Any of the above apply to you?

Most machines have no concern for rotation. But is our ability to rotate important? Hopefully the list above convinces you that it is.

In simple terms, we move in front to back, side to side and rotation movement pattern in almost any functional movement pattern. Your workouts need to embrace true function if they are to deliver true results.

Your body moves in more than a front to back pattern. If you look around the gym you will see quite quickly that the majority of exercise equipment either pushes or pulls you back or forward, up or down. But rarely does it ask you to rotate your core. Or to move side to side.

Still dont believe me? Lets take a look at the old faithful bench press. A staple of any good workout, right?

When was the last time you laid down on a flat surface and pushed a metal rod off your chest?
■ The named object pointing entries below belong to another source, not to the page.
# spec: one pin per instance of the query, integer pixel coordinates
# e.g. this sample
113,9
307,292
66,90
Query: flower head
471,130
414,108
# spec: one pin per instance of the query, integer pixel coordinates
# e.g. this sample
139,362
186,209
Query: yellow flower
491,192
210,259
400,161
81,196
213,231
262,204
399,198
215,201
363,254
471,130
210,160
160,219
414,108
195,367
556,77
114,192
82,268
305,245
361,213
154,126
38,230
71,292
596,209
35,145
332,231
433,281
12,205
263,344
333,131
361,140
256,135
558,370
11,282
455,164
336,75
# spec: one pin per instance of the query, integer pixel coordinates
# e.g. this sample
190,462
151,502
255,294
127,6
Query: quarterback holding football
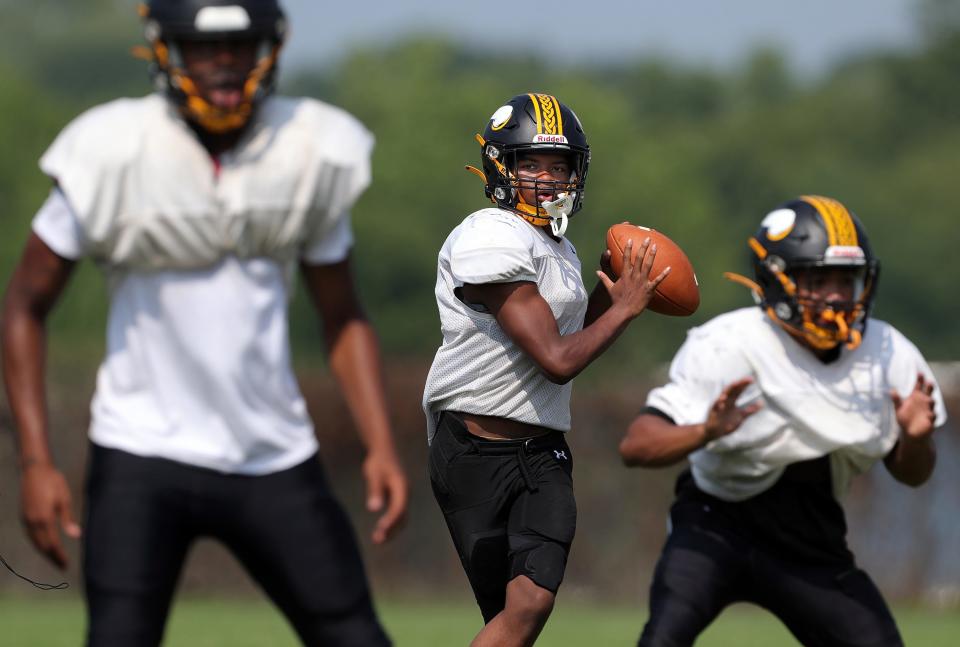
517,327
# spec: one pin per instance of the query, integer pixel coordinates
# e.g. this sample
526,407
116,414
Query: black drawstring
524,468
39,585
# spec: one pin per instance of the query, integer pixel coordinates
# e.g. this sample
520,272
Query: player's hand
605,266
915,413
634,288
46,509
725,416
387,492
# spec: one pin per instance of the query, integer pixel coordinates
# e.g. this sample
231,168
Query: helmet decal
529,125
779,223
501,117
231,18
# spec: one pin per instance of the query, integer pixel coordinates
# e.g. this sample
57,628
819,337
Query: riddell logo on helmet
843,252
549,139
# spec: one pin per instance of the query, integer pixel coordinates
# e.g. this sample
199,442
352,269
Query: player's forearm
652,441
24,349
912,460
598,304
355,363
568,355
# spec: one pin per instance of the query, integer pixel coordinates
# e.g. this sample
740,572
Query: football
679,294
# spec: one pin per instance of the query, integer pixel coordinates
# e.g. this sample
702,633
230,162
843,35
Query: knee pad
487,569
543,562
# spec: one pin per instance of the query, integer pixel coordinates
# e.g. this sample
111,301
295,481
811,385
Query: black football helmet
808,233
534,123
169,22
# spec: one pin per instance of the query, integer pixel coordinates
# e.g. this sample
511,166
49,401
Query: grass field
57,621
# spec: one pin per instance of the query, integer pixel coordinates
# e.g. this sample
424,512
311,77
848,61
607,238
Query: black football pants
707,565
509,506
142,514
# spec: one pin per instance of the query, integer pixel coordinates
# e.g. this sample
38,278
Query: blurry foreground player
198,202
517,327
777,408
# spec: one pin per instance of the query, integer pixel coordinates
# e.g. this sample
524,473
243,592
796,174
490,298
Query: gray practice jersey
478,369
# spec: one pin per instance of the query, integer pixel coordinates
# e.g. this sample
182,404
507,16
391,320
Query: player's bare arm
913,458
599,298
526,317
37,283
654,441
354,357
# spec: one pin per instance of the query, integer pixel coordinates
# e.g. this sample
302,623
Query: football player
198,201
777,409
517,327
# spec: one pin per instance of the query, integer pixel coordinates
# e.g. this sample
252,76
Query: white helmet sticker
229,18
779,223
549,139
501,117
843,254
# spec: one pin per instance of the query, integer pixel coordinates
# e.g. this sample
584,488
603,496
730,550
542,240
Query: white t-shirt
197,368
810,409
478,369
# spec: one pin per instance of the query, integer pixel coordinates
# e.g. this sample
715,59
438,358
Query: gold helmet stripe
556,107
547,111
839,223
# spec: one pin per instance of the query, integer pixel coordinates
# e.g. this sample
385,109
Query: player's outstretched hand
46,509
387,492
915,413
634,288
725,416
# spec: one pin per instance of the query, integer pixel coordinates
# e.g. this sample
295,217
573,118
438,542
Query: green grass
56,620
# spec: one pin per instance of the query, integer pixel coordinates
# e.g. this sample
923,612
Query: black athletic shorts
286,529
783,550
509,506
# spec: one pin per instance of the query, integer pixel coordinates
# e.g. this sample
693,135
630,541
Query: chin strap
559,211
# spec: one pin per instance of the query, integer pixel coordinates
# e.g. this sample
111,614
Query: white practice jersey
198,259
478,369
810,409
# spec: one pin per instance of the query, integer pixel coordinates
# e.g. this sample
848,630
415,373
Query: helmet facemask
800,248
824,324
213,24
533,125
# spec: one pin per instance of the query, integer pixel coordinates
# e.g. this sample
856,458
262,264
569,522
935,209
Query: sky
813,34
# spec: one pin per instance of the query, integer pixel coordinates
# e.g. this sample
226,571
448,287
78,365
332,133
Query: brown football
679,294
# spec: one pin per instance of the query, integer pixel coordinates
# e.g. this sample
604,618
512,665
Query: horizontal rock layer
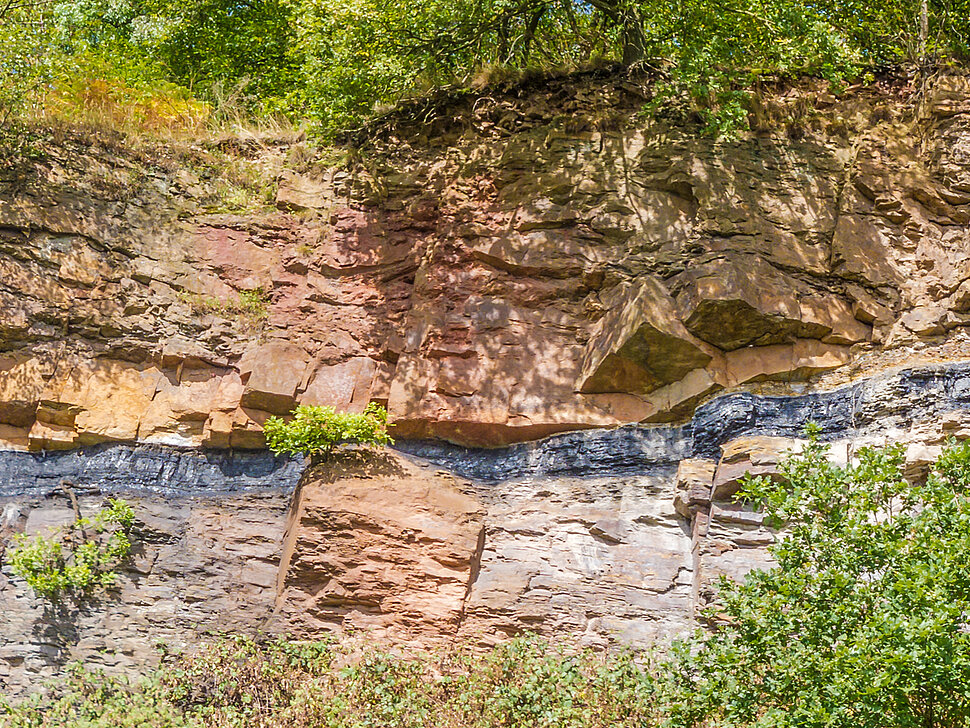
598,537
521,272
I don’t really watch a lot of football, so I don’t know the rules. But I am pretty sure they play football standing – not lying down on a bench. I am also pretty sure they don’t get to carry metal bars onto the field (Not that it would matter with the amount of equipment NFL players wear – sometimes it seems they wear more padding than the Korean Riot Police!)

"Hey, you need me to spot this set for you? Oh it's totally cool lady, I'm glad to help out."

Although the above may be an excellent exercise for building a big strong chest, does the bench press qualify as ‘functional’? It would surely be functional if you used the same ‘function’ of the bench press in real life…

I’m not convinced that the bench press actually qualifies as ‘functional’.

Football is a sport that hails praise to the sacred bench press. In dusty gyms everywhere you can hear the sound of manhood being challenged: “Hey dude – how much do you bench?”

If my goal is either fat loss or functional muscles, does it make sense to work the chest standing, since it would work more muscles (and be more functional)?

"Hey man, you have something on your helmet - let me rub that off that for you"

If an exercise is to provide “real world” results – be it strength, flexibility or sporting prowess, it should match (or at least come close to) our real world needs.

If we take a look at the picture of a typical football tackle, you will notice four major differences that stand out immediately compared to the bench pressing picture:

The football player trying to make the tackle is:

  1. Standing
  2. Not holding a bar
  3. Using more than just his chest muscles
  4. Wearing more clothes than the woman doing the bench press (maybe it’s just really warm in that particular gym.. I mean like, really warm)

How about your workout? Is it functional? Or do you think functional workouts are just for fancypants pilates instructors? Does it make sense that working more muscle at the same time would burn more fat?

All great questions to ponder.  You may love your workout, but when it comes down to it, shouldn’t your workout serve not only your aesthetic goals, but also your life goals?  This article attempts to look at just a few ways you might consider ‘tweaking’ things to suit you better.